A website has been launched to support people in France who want to host Ukrainian refugees in their homes, as well as listing other ways people can make a difference.
France has said it can host 50,000- 100,000 refugees, with 30,000 already in the country, of whom 10,500 have received temporary residence permits.
Parrainage.refugies.info requests that people who can offer accommodation fill in an online form to provide more details, which will be forwarded to their local prefecture.
The prefecture will then make contact directly, as appropriate.

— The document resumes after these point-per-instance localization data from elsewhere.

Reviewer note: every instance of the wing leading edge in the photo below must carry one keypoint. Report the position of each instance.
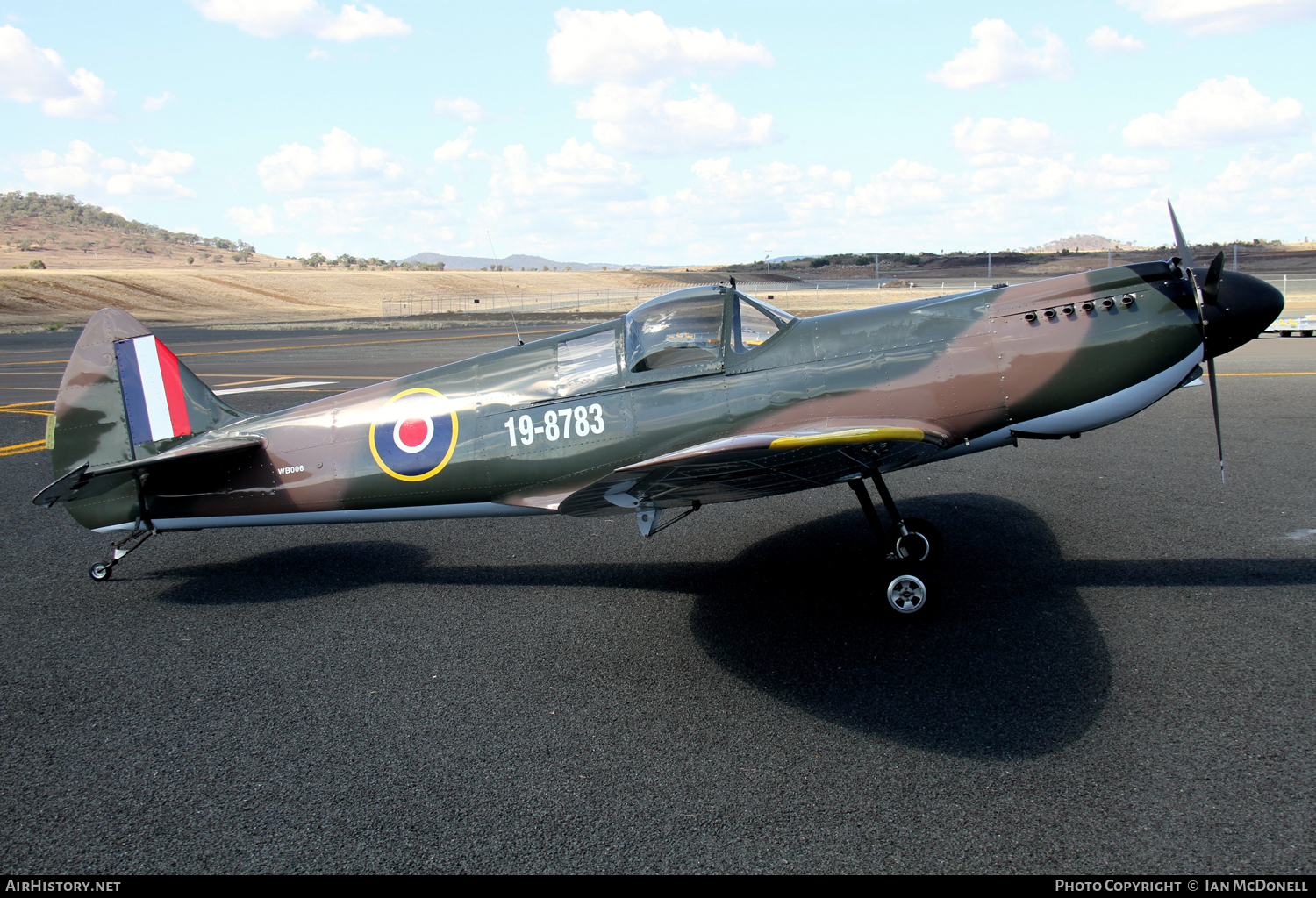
(753, 466)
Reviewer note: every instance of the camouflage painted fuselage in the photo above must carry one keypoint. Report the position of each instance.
(971, 371)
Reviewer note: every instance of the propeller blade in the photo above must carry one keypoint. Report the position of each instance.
(1211, 286)
(1184, 250)
(1215, 413)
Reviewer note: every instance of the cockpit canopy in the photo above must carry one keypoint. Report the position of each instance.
(686, 328)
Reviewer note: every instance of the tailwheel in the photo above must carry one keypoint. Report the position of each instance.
(907, 589)
(920, 542)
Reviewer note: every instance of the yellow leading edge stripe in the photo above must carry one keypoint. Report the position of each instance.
(855, 436)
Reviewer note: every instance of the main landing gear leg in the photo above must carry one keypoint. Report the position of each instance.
(905, 585)
(102, 569)
(861, 492)
(913, 538)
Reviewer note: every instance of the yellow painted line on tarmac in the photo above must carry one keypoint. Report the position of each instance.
(329, 346)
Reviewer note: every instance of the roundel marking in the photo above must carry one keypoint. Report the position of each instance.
(413, 434)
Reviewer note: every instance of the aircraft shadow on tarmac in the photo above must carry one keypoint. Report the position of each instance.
(1012, 664)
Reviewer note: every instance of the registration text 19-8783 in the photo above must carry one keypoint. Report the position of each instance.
(557, 425)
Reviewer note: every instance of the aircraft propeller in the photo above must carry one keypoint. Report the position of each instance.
(1207, 294)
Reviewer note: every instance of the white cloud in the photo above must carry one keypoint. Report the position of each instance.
(1107, 39)
(83, 168)
(576, 173)
(1000, 57)
(357, 197)
(645, 121)
(283, 18)
(29, 74)
(461, 108)
(1218, 113)
(1202, 18)
(252, 223)
(155, 104)
(341, 163)
(989, 137)
(454, 149)
(903, 184)
(633, 61)
(592, 47)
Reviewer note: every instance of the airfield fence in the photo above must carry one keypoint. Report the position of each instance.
(797, 297)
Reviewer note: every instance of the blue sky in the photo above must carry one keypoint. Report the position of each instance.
(668, 133)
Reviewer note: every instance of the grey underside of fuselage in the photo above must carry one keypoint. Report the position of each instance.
(360, 516)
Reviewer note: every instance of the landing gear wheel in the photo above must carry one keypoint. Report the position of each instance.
(923, 542)
(908, 589)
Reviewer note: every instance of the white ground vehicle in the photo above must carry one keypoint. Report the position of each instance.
(1290, 326)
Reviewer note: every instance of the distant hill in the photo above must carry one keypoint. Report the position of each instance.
(1084, 244)
(510, 263)
(57, 231)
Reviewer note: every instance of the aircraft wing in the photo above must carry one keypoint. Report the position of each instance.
(86, 481)
(753, 464)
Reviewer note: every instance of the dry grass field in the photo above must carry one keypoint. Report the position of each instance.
(275, 296)
(249, 295)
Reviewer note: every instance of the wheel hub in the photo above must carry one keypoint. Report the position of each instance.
(907, 593)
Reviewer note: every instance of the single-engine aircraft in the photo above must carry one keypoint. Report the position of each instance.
(704, 395)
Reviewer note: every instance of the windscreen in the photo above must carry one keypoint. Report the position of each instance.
(750, 325)
(668, 333)
(587, 362)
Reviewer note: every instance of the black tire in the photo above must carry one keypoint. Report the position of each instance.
(923, 545)
(907, 590)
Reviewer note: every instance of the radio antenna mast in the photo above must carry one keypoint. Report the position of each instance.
(515, 326)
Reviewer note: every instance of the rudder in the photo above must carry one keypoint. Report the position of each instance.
(124, 396)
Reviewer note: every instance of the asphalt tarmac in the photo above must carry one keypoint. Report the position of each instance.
(1119, 680)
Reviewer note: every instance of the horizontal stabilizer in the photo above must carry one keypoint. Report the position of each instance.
(86, 481)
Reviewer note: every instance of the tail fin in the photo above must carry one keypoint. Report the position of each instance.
(125, 396)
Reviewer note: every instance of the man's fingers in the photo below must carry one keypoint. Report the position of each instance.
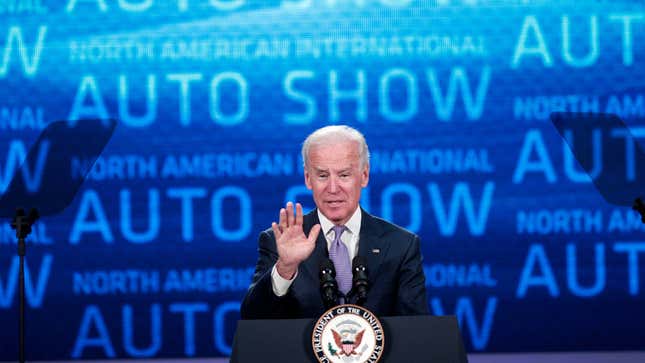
(276, 230)
(313, 233)
(290, 218)
(283, 219)
(298, 214)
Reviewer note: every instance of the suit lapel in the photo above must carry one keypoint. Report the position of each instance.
(370, 245)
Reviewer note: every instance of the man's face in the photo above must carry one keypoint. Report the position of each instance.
(335, 176)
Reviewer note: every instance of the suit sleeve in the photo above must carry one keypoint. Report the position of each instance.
(260, 302)
(412, 297)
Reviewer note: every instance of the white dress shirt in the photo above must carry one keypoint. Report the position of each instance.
(349, 237)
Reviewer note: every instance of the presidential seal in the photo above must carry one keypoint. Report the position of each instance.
(348, 333)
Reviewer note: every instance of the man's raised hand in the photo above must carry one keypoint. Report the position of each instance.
(293, 246)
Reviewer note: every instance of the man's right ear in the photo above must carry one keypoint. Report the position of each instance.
(307, 180)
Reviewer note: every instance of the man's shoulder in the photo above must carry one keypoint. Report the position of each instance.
(389, 228)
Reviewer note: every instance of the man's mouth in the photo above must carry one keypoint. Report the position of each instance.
(334, 203)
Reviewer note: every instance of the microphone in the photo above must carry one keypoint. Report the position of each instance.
(360, 283)
(328, 284)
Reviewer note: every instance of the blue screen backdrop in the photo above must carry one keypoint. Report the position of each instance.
(214, 98)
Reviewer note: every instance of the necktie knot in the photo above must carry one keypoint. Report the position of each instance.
(338, 230)
(340, 256)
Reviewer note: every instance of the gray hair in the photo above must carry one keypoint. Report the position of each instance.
(333, 134)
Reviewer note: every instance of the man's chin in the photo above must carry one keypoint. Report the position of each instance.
(336, 216)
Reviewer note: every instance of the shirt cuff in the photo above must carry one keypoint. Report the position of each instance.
(279, 284)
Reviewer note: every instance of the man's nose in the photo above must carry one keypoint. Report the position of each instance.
(333, 184)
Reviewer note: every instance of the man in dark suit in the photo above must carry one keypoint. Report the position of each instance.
(286, 283)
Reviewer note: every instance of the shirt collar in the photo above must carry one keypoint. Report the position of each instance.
(353, 224)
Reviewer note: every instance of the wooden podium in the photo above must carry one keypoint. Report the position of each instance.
(409, 339)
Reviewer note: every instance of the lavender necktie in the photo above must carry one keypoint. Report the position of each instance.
(340, 256)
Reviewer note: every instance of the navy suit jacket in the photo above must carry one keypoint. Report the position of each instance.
(397, 282)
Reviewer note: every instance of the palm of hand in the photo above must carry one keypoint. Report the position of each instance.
(292, 244)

Do you speak Russian or Ukrainian?
The website also has suggestions for financial and other donations, plus a registration form for people who speak Ukrainian or Russian and want to help with translation.
Charities and NGOs can use this government website to recruit volunteers to help them carry out their work for Ukraine.
Host refugees in your home
Another useful website for people who wish to host refugees is cohabitations-solidaires.fr, or you can also go through réfugiés.info, which provides information in English, French and other languages on the process of welcoming and supporting a refugee in your home. Brittany-based association Utopia 56, set up to help migrants, is also involved in supporting Ukrainian people.
Otherwise, many cities and towns around France are organising this type of offering individually – for example, Lille, which announced 250 places, or Toulouse. In this case, you should contact your mairie directly.
Tech kit and apps for refugees
The international organisation Techfugees, which helps displaced people using technological solutions, also has a French chapter. You can find out more about the organisation via techfugees.com (in English).
What supplies to donate
SupportUkraine.co is an international platform that outlines what supplies are currently most needed in Ukraine and lists how people can help (in English).
UN refugee agency UNHCR says more than 3.7 million people have fled Ukraine since the Russian offensive began in February. Most have entered the neighbouring countries of Poland, Moldova, Hungary, Romania and Slovakia. Marlène Schiappa, junior minister for citizenship, said that every Ukrainian in need of accommodation would receive it in France.
She clarified that Ukrainians were not collectively being granted refugee status, as many hope to return to their country.
Instead, they are being offered a “temporary, immediate status” with the same guarantees of protection as refugee status, she said.
This will also offer access to schooling and financial and medical support.
Meanwhile, a ‘pop-up’ visa processing centre was set up in Arras in March for Ukrainian refugees trying to reach the UK.
France-UK services not joined-up
The French Interior Minister had earlier denounced the UK government for a “lack of humanity” in its behaviour towards refugees after many who had travelled to Calais to cross to the UK were told to go to Paris or Brussels to get a visa.
In a letter addressed to his counterpart, Home Secretary Priti Patel, Gérald Darmanin called for the UK to set up proper consular services in Calais. He also condemned the UK’s initial plan to welcome only Ukrainians with family in the UK.
The UK has since extended the family visa scheme and launched a ‘Homes for Ukraine’ initiative.